Di antara bedengan yang rapi, tercipta sebuah percakapan produktif. Seorang prajurit muda bertanya tentang siklus tanam, seorang petani menjawab dengan kearifan lokal yang turun-temurun. Pengetahuan teknis bertemu dengan pengalaman puluhan tahun mengolah lahan pasang surut. Di sinilah esensi program TMMD di Nunukan benar-benar terasa: sebuah sinergi yang membangun dari dalam, memperkuat ketahanan pangan tepat di garis terdepan negara.
Membajak Kemandirian Di Tengah Bayangan Ketergantungan
Di Desa Binusan, ancaman ketergantungan pangan pada pasokan dari seberang pagar adalah realitas yang hidup. Setiap hari, warga menghadapi bayangan bahwa kebutuhan pokok mereka lebih mudah datang dari luar negeri. Program ketahanan pangan bersama Kelompok Tani Matirowali ini hadir sebagai jawaban konkret dan perlawanan aktif. Fokusnya adalah mengubah garis depan pertahanan teritori menjadi lini depan kemandirian pangan. Setiap cangkulan yang menghunjam tanah di sini adalah sebuah deklarasi. Upaya nyata yang dilakukan meliputi:
- Pembenahan sistem pengairan darurat untuk mengatasi kadar garam.
- Introduksi varietas tanaman sayuran yang tahan terhadap iklim pantai Nunukan.
- Pendampingan teknis berkelanjutan dari TNI bersama penyuluh pertanian.
- Membangun pasar lokal untuk menampung dan memberdayakan hasil bumi warga perbatasan.

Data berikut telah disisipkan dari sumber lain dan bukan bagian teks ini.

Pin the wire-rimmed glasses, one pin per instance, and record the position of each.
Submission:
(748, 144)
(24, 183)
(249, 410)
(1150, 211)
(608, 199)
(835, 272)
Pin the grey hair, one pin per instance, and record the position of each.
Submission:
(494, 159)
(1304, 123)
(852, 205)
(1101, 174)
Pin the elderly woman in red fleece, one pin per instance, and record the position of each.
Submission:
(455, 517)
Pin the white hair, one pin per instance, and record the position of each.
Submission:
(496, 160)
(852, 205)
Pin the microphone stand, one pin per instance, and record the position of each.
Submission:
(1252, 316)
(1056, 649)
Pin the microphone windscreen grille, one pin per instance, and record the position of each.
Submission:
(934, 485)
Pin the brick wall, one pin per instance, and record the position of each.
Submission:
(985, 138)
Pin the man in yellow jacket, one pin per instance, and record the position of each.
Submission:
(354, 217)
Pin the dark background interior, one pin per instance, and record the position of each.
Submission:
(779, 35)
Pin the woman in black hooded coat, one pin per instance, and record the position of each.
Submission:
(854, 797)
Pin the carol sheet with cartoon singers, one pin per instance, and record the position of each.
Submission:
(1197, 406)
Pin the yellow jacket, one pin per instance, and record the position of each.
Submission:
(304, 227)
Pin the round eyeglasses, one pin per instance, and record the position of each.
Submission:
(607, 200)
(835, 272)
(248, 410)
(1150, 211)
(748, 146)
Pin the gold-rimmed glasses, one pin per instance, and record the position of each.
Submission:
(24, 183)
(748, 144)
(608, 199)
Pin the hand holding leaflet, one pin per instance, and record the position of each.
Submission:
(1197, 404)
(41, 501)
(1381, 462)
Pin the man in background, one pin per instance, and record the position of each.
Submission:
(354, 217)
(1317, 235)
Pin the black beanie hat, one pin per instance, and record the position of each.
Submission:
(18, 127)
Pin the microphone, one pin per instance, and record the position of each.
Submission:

Kerja sama ini bukan proyek sesaat, tetapi investasi jangka panjang untuk menciptakan siklus kemandirian. Keringat yang menetes dari kening petani dan prajurit itu menyatu, meresap ke dalam tanah yang sama—tanah Indonesia di ujung utara Kalimantan. Di kejauhan, bendera Merah Putih berkibar dengan tenang, menjadi saksi bisu dari setiap upaya membangun ketahanan yang sesungguhnya.
Ketika mentari semakin tinggi, hamparan sawah di Desa Binusan mulai menunjukkan pola hijau yang tertata rapi. Di wajah-wajah yang ditempa terik matahari dan angin laut, terpancar sebuah optimisme baru. Di sini, di tanah yang hanya dipisahkan pagar dari negara lain, ketahanan pangan dibangun bukan dengan wacana, tetapi dengan tangan berlumpur, kecerdasan lokal, dan semangat gotong royong yang melibatkan langsung sang penjaga perbatasan. Setiap helai daun yang tumbuh subur adalah monumen kecil atas tekad warga Nunukan untuk berdiri tegak di tanah sendiri, mandiri, dan bangga sebagai bagian dari Nusantara. Inilah potret garis depan sesungguhnya: di mana membela negara juga berarti mengolah tanahnya, merawat kemandiriannya, dan memastikan senyum tetap mengembang di wajah anak-anak perbatasan.